The CATMOD Procedure

MODEL Statement

MODEL response-effect = <design-effects> </ options> ;

PROC CATMOD requires a MODEL statement. You can specify the following in a MODEL statement:

response-effect

can be either a single variable, a crossed effect with two or more variables joined by asterisks, or _F_. The _F_ specification indicates that the response functions and their estimated covariance matrix are to be read directly into the procedure (see the section Inputting Response Functions and Covariances Directly for details). The response-effect indicates the dependent variables that determine the response categories (the columns of the underlying contingency table).

design-effects

specify potential sources of variation (such as main effects and interactions) in the model. These effects determine the number of model parameters, as well as the interpretation of such parameters. In addition, if there is no POPULATION statement, PROC CATMOD uses these variables to determine the populations (the rows of the underlying contingency table). When fitting the model, PROC CATMOD adjusts the independent effects in the model for all other independent effects in the model.

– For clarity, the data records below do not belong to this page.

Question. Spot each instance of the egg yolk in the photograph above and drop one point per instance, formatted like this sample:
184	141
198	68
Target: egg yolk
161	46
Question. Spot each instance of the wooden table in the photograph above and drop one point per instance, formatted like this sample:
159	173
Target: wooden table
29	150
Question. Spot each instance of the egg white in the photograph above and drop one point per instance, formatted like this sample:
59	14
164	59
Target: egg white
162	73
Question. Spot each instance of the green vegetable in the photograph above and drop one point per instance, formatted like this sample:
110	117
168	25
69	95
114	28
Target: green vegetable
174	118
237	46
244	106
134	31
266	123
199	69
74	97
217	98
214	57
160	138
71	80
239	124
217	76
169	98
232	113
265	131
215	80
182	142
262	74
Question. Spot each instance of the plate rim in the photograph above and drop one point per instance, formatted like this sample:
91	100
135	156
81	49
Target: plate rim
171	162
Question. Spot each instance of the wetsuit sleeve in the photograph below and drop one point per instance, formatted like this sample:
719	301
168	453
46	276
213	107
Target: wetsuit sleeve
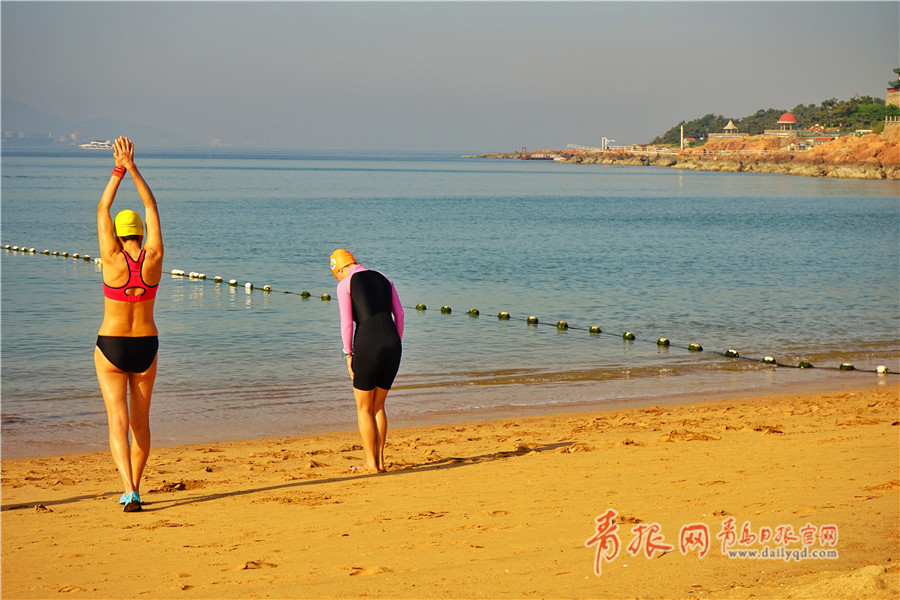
345	307
397	310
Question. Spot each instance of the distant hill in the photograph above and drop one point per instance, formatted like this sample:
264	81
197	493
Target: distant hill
20	119
847	115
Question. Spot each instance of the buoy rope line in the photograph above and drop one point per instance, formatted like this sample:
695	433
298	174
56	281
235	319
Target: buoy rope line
533	321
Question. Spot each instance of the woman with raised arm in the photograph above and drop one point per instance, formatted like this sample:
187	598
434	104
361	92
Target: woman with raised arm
127	343
369	299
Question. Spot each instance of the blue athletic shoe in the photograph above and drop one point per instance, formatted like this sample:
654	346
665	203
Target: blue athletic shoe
132	502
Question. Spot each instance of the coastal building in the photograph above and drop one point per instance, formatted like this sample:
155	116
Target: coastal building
892	96
729	131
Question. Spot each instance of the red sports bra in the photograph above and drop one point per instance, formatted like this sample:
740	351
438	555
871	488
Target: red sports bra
135	283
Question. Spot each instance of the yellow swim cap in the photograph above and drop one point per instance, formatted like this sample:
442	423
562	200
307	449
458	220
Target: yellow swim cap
129	222
340	258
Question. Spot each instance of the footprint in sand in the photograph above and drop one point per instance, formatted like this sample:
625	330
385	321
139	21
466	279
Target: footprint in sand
256	564
368	570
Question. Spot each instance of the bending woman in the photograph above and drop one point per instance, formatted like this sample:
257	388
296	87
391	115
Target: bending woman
369	299
127	343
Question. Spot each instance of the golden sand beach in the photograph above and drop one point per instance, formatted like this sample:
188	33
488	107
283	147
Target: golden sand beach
640	503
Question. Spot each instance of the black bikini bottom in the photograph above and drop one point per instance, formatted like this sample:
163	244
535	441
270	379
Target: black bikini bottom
134	355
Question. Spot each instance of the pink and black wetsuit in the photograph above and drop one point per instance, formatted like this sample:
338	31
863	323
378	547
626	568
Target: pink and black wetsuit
369	299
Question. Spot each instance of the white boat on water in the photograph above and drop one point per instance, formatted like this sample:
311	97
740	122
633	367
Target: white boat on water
97	145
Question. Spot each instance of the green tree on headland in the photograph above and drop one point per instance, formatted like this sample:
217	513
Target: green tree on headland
865	112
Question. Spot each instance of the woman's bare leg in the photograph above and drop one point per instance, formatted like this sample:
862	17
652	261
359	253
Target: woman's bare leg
130	458
114	387
139	422
380	425
371	429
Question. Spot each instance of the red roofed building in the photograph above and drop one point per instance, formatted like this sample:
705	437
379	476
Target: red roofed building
787	121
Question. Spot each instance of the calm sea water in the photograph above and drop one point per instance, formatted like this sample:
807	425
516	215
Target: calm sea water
769	265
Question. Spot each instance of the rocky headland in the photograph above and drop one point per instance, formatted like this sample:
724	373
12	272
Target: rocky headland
872	156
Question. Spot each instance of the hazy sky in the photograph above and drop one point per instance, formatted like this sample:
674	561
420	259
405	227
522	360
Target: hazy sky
457	76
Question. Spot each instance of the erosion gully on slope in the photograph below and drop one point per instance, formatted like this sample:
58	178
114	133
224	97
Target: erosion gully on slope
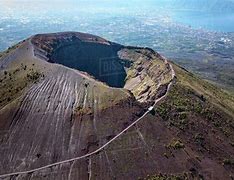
106	144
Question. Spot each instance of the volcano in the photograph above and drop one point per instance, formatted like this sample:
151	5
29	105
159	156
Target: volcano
77	106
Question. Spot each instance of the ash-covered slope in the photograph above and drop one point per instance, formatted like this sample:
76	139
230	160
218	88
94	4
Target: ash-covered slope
74	106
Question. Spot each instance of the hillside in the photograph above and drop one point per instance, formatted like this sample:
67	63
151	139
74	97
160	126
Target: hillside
76	106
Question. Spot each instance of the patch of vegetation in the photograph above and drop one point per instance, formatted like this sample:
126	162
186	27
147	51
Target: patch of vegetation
199	139
183	105
83	110
228	162
13	81
184	176
176	144
34	76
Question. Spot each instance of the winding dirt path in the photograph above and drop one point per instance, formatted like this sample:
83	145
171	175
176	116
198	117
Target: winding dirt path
32	93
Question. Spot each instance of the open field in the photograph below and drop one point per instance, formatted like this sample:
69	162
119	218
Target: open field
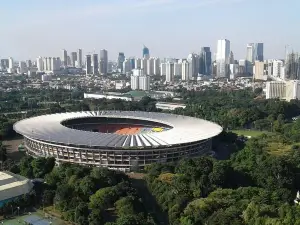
252	133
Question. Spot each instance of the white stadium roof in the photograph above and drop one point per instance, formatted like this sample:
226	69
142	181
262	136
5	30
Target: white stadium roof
48	128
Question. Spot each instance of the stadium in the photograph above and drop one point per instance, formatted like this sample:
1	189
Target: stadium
121	140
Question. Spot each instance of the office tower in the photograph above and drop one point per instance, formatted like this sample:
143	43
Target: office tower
45	62
65	57
259	70
205	62
22	67
132	63
292	90
4	64
40	64
144	83
177	69
126	66
28	63
156	66
138	63
222	58
185	70
277	68
292	66
134	81
194	66
169	72
95	64
73	58
231	58
150	66
11	63
144	65
103	63
146	52
88	64
258	52
79	58
233	71
275	89
121	59
49	63
163	67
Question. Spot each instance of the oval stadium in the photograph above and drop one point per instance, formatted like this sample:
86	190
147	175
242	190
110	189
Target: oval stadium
121	140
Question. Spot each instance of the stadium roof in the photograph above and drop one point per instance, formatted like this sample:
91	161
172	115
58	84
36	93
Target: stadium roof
185	129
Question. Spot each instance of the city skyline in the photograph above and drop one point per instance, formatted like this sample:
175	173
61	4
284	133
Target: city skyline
41	32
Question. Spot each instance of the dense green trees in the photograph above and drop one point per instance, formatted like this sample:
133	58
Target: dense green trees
253	187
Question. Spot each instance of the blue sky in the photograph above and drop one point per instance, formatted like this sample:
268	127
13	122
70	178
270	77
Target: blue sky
170	28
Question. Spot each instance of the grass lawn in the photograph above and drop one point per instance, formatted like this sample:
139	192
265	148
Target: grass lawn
252	133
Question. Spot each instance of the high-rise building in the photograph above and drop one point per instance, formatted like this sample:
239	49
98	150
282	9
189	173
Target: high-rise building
169	72
103	61
79	58
138	63
40	64
275	89
140	81
177	69
22	67
28	63
258	53
11	63
156	68
73	58
65	57
121	59
193	65
222	58
205	62
88	64
231	58
185	70
146	52
126	66
292	66
4	64
45	62
144	83
95	64
150	66
259	70
144	65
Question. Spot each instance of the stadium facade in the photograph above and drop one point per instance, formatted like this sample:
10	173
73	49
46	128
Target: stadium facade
122	140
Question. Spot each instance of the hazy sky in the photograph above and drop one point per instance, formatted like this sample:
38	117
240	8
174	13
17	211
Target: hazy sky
169	28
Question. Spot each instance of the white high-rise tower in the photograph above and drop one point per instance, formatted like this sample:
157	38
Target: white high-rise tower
222	58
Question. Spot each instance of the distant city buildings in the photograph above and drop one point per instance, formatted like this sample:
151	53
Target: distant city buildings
222	58
139	81
103	64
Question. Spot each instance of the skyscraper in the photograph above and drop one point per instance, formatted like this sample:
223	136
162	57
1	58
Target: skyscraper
73	58
40	64
103	63
65	57
95	63
205	61
169	72
146	52
88	64
121	59
258	53
222	58
185	70
79	58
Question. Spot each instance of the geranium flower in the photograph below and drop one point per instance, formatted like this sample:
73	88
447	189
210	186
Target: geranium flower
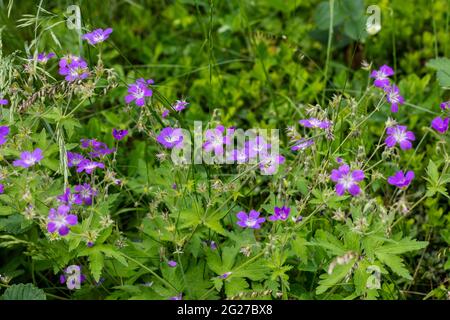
381	76
269	164
347	180
302	144
4	131
89	166
74	68
400	135
393	97
180	105
60	220
280	213
400	179
315	123
445	105
257	146
74	159
138	91
28	159
215	140
170	137
68	198
119	134
97	36
252	220
85	193
440	125
44	57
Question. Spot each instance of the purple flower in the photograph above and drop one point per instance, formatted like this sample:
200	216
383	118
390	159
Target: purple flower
257	146
440	125
400	135
401	180
89	166
251	220
85	193
239	155
96	36
177	297
346	180
445	105
138	91
4	131
28	159
302	144
60	220
280	213
171	137
74	68
74	159
225	275
315	123
215	140
269	164
172	263
393	97
119	134
180	105
381	76
44	57
68	198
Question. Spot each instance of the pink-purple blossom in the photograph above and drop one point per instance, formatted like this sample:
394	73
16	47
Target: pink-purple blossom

Design-effects can be any of those described in the section Specification of Effects, or they can be defined by specifying the actual design matrix, enclosed in parentheses (see the section Specifying the Design Matrix Directly). In addition, you can use the keyword _RESPONSE_ alone or as part of an effect. Effects cannot be nested within _RESPONSE_, so effects of the form A(_RESPONSE_) are invalid.

For more information, see the section Log-Linear Model Analysis and the section Repeated Measures Analysis.

Some example MODEL statements are shown in the following table:

Example

Result

model r=a b;

Main effects only

model r=a b a*b;

Main effects with interaction

model r=a b(a);

Nested effect

model r=a|b;

Complete factorial

model r=a b(a=1) b(a=2);

Nested-by-value effects

model r*s=_response_;

Log-linear model

model r*s=a _response_(a);

Nested repeated measurement factor

model _f_=_response_;

Direct input of the response functions

The relationship between these specifications and the structure of the design matrix $\mb {X}$ is described in the section Generation of the Design Matrix.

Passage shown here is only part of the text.